Hints for problem 1:

  1. Mimicking the proof in theorem 4, show that the problem reduces to that of finding the best approximation to \(E\) of the form \(A W^\top\) where \(A\in \mathbb R^{n\times q}\) and \(W\in \mathbb R^{p\times q}\).

  2. Without loss of generality, assume \(W^\top W = I_q\). Now find the value of \(A\) that minimizes the sum of squared error, for a given \(W\).

  3. From 2, reduce the problem to one of finding the matrix \(W\) that maximizes the trace of \(W^\top S W\), where \(S=E^\top E\).

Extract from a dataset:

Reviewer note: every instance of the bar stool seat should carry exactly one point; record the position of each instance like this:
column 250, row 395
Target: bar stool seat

  4. Using the eigendecomposition of \(S=V\Lambda V^\top\), express the trace as a sum over values of \(\Lambda\) and the squared entries of the \(p\times q\) matrix \(X = V^\top W\). Note that \(X^\top X = I_q\), so in particular, the squared entries are between 0 and 1, the sum of the squared entries of the columns are 1 and the sum of all squared entries is \(q\).